[Jean of the Lazy A by B. M. Bower]@TWC D-Link bookJean of the Lazy A CHAPTER XIII 4/26
Jean was seeing the Lazy A restored to its old-time home-like prosperity.
She was seeing her dad there, going tranquilly about the everyday business of the ranch, holding his head well up, and looking every man straight in the eye.
She could not and she would not let even Lite persuade her to give up risking her neck for the money the risk would bring her. If she could change these dreams to reality by dashing madly about on Pard while Pete Lowry wound yards and yards of narrow gray film around something on the inside of his camera, and watched her with that little, secret smile on his face; and while Robert Grant Burns waddled here and there with his hands on his hips, and watched her also; and while villains pursued or else fled before her, and Lee Milligan appeared furiously upon the scene in various guises to rescue her,--if she could win her dad's freedom and the Lazy A's possession by doing these foolish things, she was perfectly willing to risk her neck and let Muriel receive the applause. She did not know that she was doubling the profit on these Western pictures which Robert Grant Burns was producing.

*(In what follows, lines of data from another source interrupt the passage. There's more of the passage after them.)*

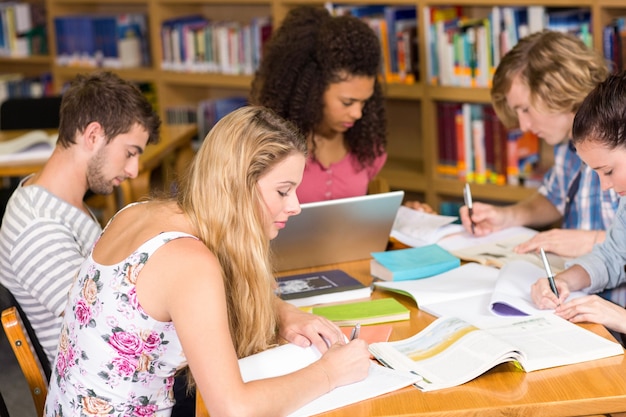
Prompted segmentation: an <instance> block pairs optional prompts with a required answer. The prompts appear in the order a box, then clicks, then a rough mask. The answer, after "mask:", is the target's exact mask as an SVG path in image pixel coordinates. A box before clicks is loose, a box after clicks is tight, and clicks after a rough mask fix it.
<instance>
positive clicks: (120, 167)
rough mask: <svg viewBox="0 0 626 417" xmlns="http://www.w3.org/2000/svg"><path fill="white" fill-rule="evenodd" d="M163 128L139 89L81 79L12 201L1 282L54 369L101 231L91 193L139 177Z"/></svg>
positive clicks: (131, 86)
mask: <svg viewBox="0 0 626 417" xmlns="http://www.w3.org/2000/svg"><path fill="white" fill-rule="evenodd" d="M33 117H36V115H33ZM159 126H160V120H159V117H158V115H157V114H156V113H155V112H154V110H153V109H152V106H151V105H150V103H149V102H148V100H147V99H146V98H145V97H144V96H143V94H142V93H141V91H139V89H138V88H137V87H136V86H134V85H133V84H132V83H129V82H127V81H124V80H122V79H121V78H119V77H118V76H116V75H114V74H112V73H107V72H103V73H93V74H91V75H79V76H77V77H76V79H75V80H74V81H73V82H72V83H71V86H70V88H69V89H68V90H67V91H66V92H65V93H64V94H63V99H62V102H61V109H60V126H59V138H58V140H57V144H56V147H55V149H54V151H53V153H52V155H51V156H50V159H49V160H48V161H47V162H46V164H45V165H44V166H43V168H42V169H41V170H40V171H39V172H37V173H35V174H33V175H30V176H28V177H26V178H24V179H23V180H22V181H21V182H20V184H19V186H18V187H17V189H16V190H15V191H14V192H13V194H12V196H11V198H10V199H9V202H8V204H7V207H6V211H5V214H4V217H3V219H2V227H1V228H0V283H2V285H4V286H5V287H6V288H8V289H9V291H11V293H12V294H13V295H14V296H15V298H16V300H17V302H18V303H19V304H20V306H21V307H22V309H23V310H24V312H25V314H26V315H27V317H28V319H29V321H30V323H31V324H32V326H33V329H34V330H35V333H36V334H37V338H38V339H39V342H40V343H41V345H42V347H43V349H44V351H45V352H46V355H47V357H48V359H49V360H50V363H52V361H53V359H54V356H55V354H56V350H57V343H58V340H59V334H60V332H61V322H62V319H63V318H62V314H63V310H64V309H65V305H66V303H67V292H68V290H69V288H70V286H71V284H72V280H73V279H74V277H75V276H76V273H77V272H78V268H79V267H80V264H81V263H82V262H83V260H84V259H85V256H87V254H88V253H89V251H90V250H91V247H92V246H93V244H94V242H95V241H96V239H97V237H98V236H99V234H100V232H101V227H100V224H99V223H98V221H97V219H96V218H95V217H94V214H93V213H92V212H91V211H90V210H89V208H88V207H87V206H86V205H85V204H84V203H83V198H84V196H85V193H86V192H87V191H88V190H91V191H92V192H94V193H96V194H110V193H112V192H113V190H114V188H115V187H116V186H118V185H120V183H121V182H122V181H124V180H125V179H127V178H134V177H136V176H137V171H138V162H139V155H141V153H142V152H143V151H144V149H145V147H146V145H147V144H148V143H154V142H156V141H157V140H158V137H159Z"/></svg>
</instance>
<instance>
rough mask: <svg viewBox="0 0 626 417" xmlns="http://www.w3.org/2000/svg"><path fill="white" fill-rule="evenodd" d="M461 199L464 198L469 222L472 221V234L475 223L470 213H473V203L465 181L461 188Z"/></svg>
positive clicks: (471, 222)
mask: <svg viewBox="0 0 626 417" xmlns="http://www.w3.org/2000/svg"><path fill="white" fill-rule="evenodd" d="M463 199H464V200H465V205H466V206H467V212H468V214H469V217H470V222H471V223H472V234H474V232H475V230H474V229H475V228H476V223H474V220H472V215H473V214H474V203H473V201H472V190H470V188H469V184H468V183H465V188H464V189H463Z"/></svg>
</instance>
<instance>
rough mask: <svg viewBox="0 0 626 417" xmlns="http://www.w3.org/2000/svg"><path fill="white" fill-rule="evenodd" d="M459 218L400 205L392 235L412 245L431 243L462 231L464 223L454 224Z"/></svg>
mask: <svg viewBox="0 0 626 417" xmlns="http://www.w3.org/2000/svg"><path fill="white" fill-rule="evenodd" d="M457 219H458V217H455V216H442V215H438V214H429V213H424V212H421V211H417V210H413V209H410V208H408V207H404V206H400V208H398V213H397V214H396V219H395V220H394V222H393V226H392V227H391V237H393V238H394V239H397V240H398V241H399V242H401V243H404V244H405V245H408V246H412V247H419V246H426V245H430V244H432V243H437V242H438V241H439V240H440V239H441V238H443V237H445V236H448V235H451V234H454V233H459V232H462V231H463V226H462V225H460V224H452V222H454V221H455V220H457Z"/></svg>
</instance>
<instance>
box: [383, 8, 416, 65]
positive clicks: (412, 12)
mask: <svg viewBox="0 0 626 417" xmlns="http://www.w3.org/2000/svg"><path fill="white" fill-rule="evenodd" d="M385 20H386V21H387V44H388V46H389V56H390V57H391V72H392V73H398V71H399V70H398V33H399V32H400V31H401V30H402V29H404V28H406V27H409V26H412V27H416V26H417V11H416V10H415V6H387V7H385Z"/></svg>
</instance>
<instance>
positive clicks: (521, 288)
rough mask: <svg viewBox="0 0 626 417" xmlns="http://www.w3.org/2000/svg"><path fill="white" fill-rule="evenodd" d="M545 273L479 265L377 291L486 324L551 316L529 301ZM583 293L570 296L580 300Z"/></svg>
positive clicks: (544, 272) (453, 269)
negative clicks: (503, 317)
mask: <svg viewBox="0 0 626 417" xmlns="http://www.w3.org/2000/svg"><path fill="white" fill-rule="evenodd" d="M545 276H546V272H545V270H544V269H543V268H539V267H538V266H536V265H535V264H532V263H529V262H526V261H519V260H518V261H512V262H510V263H508V264H507V265H505V266H504V267H503V268H502V269H497V268H494V267H490V266H485V265H481V264H477V263H473V262H470V263H467V264H464V265H462V266H460V267H459V268H455V269H452V270H450V271H447V272H444V273H443V274H439V275H435V276H432V277H430V278H425V279H421V280H416V281H399V282H375V283H374V285H375V287H376V288H380V289H383V290H388V291H393V292H397V293H400V294H404V295H407V296H409V297H411V298H413V299H414V300H415V302H416V304H417V306H418V308H420V309H421V310H424V311H426V312H427V313H430V314H432V315H435V316H438V317H441V316H456V315H462V316H463V317H465V318H466V319H468V320H470V321H472V322H474V321H475V320H481V321H486V320H489V319H490V318H492V317H501V316H526V315H538V314H551V313H552V312H553V311H552V310H540V309H539V308H537V307H535V305H534V303H533V301H532V299H531V297H530V287H531V285H532V284H533V283H534V282H535V281H537V279H539V278H544V277H545ZM582 295H584V294H583V293H582V292H574V293H572V294H570V298H574V297H580V296H582Z"/></svg>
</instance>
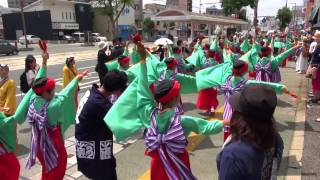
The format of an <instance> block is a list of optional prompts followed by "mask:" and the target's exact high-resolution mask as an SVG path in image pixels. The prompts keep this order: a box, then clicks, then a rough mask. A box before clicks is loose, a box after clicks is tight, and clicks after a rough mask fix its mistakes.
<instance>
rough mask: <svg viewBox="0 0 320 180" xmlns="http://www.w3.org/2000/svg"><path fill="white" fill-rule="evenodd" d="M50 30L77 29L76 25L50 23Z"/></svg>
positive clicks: (72, 24)
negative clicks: (56, 29)
mask: <svg viewBox="0 0 320 180" xmlns="http://www.w3.org/2000/svg"><path fill="white" fill-rule="evenodd" d="M52 29H68V30H69V29H72V30H77V29H79V24H78V23H55V22H54V23H52Z"/></svg>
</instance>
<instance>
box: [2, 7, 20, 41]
mask: <svg viewBox="0 0 320 180" xmlns="http://www.w3.org/2000/svg"><path fill="white" fill-rule="evenodd" d="M19 11H20V9H17V8H5V7H2V6H0V39H4V29H3V22H2V15H3V14H8V13H14V12H19Z"/></svg>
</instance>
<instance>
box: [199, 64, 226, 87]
mask: <svg viewBox="0 0 320 180" xmlns="http://www.w3.org/2000/svg"><path fill="white" fill-rule="evenodd" d="M231 74H232V63H223V64H218V65H215V66H213V67H209V68H206V69H203V70H200V71H198V72H197V73H196V83H197V88H198V90H199V91H200V90H202V89H207V88H212V87H219V86H221V85H222V84H224V83H225V82H226V80H227V78H228V77H229V76H230V75H231Z"/></svg>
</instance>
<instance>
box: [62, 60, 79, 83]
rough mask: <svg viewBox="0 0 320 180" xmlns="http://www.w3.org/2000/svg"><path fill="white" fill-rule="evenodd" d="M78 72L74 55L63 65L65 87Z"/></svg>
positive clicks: (66, 61) (63, 82)
mask: <svg viewBox="0 0 320 180" xmlns="http://www.w3.org/2000/svg"><path fill="white" fill-rule="evenodd" d="M77 74H78V71H77V68H76V63H75V60H74V57H68V58H67V60H66V64H65V65H64V66H63V75H62V76H63V88H65V87H66V86H67V85H68V84H69V83H70V82H71V81H72V80H73V79H74V78H75V77H76V76H77Z"/></svg>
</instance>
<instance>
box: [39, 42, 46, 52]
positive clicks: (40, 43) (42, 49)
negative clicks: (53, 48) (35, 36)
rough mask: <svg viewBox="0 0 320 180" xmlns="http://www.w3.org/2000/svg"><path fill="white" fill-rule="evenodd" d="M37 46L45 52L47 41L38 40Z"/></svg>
mask: <svg viewBox="0 0 320 180" xmlns="http://www.w3.org/2000/svg"><path fill="white" fill-rule="evenodd" d="M39 46H40V49H42V51H43V52H45V53H46V52H47V50H48V47H47V43H46V42H45V41H43V40H40V41H39Z"/></svg>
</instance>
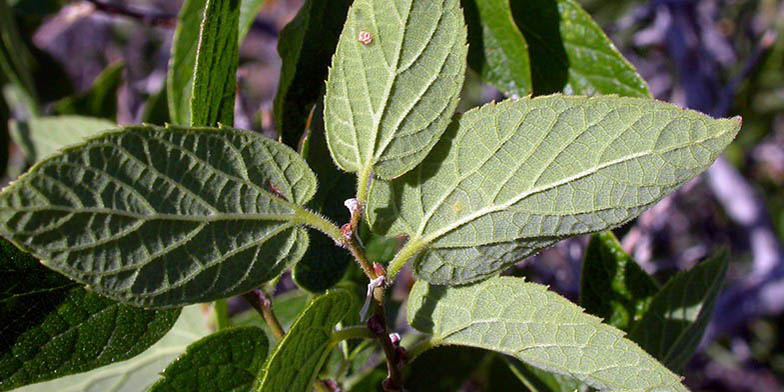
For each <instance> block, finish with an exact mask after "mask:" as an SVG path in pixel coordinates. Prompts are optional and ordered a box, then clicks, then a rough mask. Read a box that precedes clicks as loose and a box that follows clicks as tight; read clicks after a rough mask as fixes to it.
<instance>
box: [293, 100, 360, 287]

She did not know that it would have hastened the attainment of her desires had her name appeared in the cast as the girl who put the "punches" in the plays. She did not know that she was being cheated of her rightful reward when her name never appeared anywhere save on the pay-roll and the weekly checks which seemed to her so magnificently generous.
In her ignorance of what Gil Huntley called the movie game, she was perfectly satisfied to give the best service of which she was capable, and she never once questioned the justice of Robert Grant Burns. Jean started a savings account in the little bank where her father had opened an account before she was born, and Lite was made to writhe inwardly with her boasting.